Home Software Services About Contact usearch manual
UCHIME score
 
Score options
Command-line options for the UCHIME scoring function are shown in the following table; see below for explanation.
 
Option   Default Description
‑minh   0.28 Minimum score (h). Increasing this value tends to reduce the number of false positives and decrease sensitivity.
‑xn   8.0 Weight of "no" vote (β).  Increasing this value tends to reduce the number of false positives and decrease sensitivity. Must be > 1.
‑dn   1.4 Pseudo-count prior for "no" votes. (n). Increasing this value tends to the reduce number of false positives and decrease sensitivity. Must be > 0.
‑mindiffs   3 Minimum number of diffs in a segment. Increasing this value tends to reduce the number of false positives while reducing sensitivity to very low-divergence chimeras. Must be > 0.
‑mindiv   0.8 Minimum divergence, i.e. 100% - identity between the query and closest reference database sequence. Expressed as a percentage, so the default is 0.8%, which allows chimeras that are up to 99.2% similar to a reference sequence. This value is chosen to improve sensitivity to very low-divergence chimeras as needed to achieve a high score on the SIM2 benchmark (see UCHIME paper). I generally recommend increasing this value to, say, 1.5 to further reduce the number of false positives, which allows reducing the ‑minh option to improve sensitivity to higher-divergence chimeras. Must be > 0.

UCHIME alignment
A typical UCHIME alignment. The query sequence is Q, the putative parent sequences are A and B. The true parent sequences may not be present in the reference database, in which case a closely related sequence ("step-parent") might be used instead.

Diffs and votes
In a typical alignment, most columns are identities q=a=b, where q, a and b are letters from Q, A and B respectively. A column in which at least one sequence differs from the other two is called a diff. Diffs can be considered as votes for or against the model. For example, a diff q=a, q≠b increases the distance d(Q,B) while leaving d(Q,A) unchanged.
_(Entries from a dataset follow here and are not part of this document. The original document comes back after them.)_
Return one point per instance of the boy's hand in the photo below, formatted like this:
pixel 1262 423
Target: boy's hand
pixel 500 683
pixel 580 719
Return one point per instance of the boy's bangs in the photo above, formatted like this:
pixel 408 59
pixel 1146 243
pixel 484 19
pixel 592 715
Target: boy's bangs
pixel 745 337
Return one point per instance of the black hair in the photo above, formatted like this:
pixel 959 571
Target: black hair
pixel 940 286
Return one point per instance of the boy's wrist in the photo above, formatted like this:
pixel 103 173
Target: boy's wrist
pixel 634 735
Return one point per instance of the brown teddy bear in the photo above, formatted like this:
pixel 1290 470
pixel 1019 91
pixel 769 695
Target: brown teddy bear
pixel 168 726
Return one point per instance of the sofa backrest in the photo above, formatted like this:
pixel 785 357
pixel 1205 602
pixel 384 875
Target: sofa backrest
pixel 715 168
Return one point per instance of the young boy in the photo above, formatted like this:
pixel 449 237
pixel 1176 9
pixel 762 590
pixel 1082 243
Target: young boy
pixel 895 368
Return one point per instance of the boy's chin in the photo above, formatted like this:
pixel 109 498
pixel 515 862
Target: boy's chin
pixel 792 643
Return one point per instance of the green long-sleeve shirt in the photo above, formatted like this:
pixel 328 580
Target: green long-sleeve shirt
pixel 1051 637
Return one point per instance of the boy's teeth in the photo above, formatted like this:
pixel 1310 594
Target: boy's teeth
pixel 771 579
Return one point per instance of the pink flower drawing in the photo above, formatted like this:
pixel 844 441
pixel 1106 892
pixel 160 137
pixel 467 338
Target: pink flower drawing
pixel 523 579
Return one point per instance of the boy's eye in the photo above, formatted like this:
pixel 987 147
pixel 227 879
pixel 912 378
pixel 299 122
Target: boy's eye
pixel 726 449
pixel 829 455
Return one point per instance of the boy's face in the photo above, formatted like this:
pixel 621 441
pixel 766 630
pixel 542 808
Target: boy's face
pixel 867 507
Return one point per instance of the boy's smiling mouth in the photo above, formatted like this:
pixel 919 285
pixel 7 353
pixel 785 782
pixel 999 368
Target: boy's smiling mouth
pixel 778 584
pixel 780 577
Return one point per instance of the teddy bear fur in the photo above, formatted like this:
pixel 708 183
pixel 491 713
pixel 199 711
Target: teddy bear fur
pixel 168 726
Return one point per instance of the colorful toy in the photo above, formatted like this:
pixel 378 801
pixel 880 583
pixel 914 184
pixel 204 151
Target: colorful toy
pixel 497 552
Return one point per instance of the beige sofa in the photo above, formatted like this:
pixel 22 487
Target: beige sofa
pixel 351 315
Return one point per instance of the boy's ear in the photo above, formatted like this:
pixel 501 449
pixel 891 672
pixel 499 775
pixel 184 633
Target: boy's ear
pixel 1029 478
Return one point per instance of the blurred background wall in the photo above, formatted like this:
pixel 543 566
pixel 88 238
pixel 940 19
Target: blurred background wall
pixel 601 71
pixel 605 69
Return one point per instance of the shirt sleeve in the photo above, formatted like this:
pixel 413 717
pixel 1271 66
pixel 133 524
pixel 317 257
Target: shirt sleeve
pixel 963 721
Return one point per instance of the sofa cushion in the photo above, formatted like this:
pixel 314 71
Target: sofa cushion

If such a diff is found in the segment that is closer to A, it can be regarded as a "yes" vote supporting the model; if it is found in the segment that is closer to B then it contradicts the model and is regarded as a "no" vote. A diff in which all three sequences differ or in which a=b, q≠a, q≠b increases the distance of Q to both A and B and is regarded as an "abstain" vote that neither supports nor contradicts the model. Let Yg, Ng and Ag be the total number of yes, no and abstain votes in segment g of the model, where g is L (left) or R (right). If YL > NL > NL and YR > NR, the alignment is chimeric and the model is closer to Q than A or B alone. The number of diffs may be very small in more challenging cases. For example, in a 16S experiment using 200nt reads, clusters of radius ~3% might be used in an attempt to identify species. It would then be important to identify chimeras with divergences as low as ~2%, which could have a few as four diffs with their closest parents. In such cases, the small amount of evidence available should increase the uncertainty of the classification. The ‑mindiffs option sets the minimum number of diffs that must be present in a segment; increasing this value tends to reduce the number of false positives while reducing sensitivity to very low-divergence chimeras.

UCHIME scoring function
Each segment g (left and right of the cross-over) is assigned a score:

Hg = Yg / (β (Ng + n) + Ag).

Intuitively, this can be understood as a generalization of the ratio Y/N, which must be >1 for the alignment to be chimeric. The β parameter (-xn option, which should be >1) gives a no vote a higher weight than a yes vote, and the n parameter (-dn option, which should be >0 and is set to 1.4 by default) acts as a pseudo-count prior on the number of no votes. A positive value of n reduces H, especially when Y is small; this models increased uncertainty with reduced evidence. Abstain votes also lower the score as they indicate noise or the use of a step-parent, either of which should increase uncertainty. The query is classified as a chimera if:

H = HL x HR ≥ h.

Here, h is the minimum score threshold (-minh option).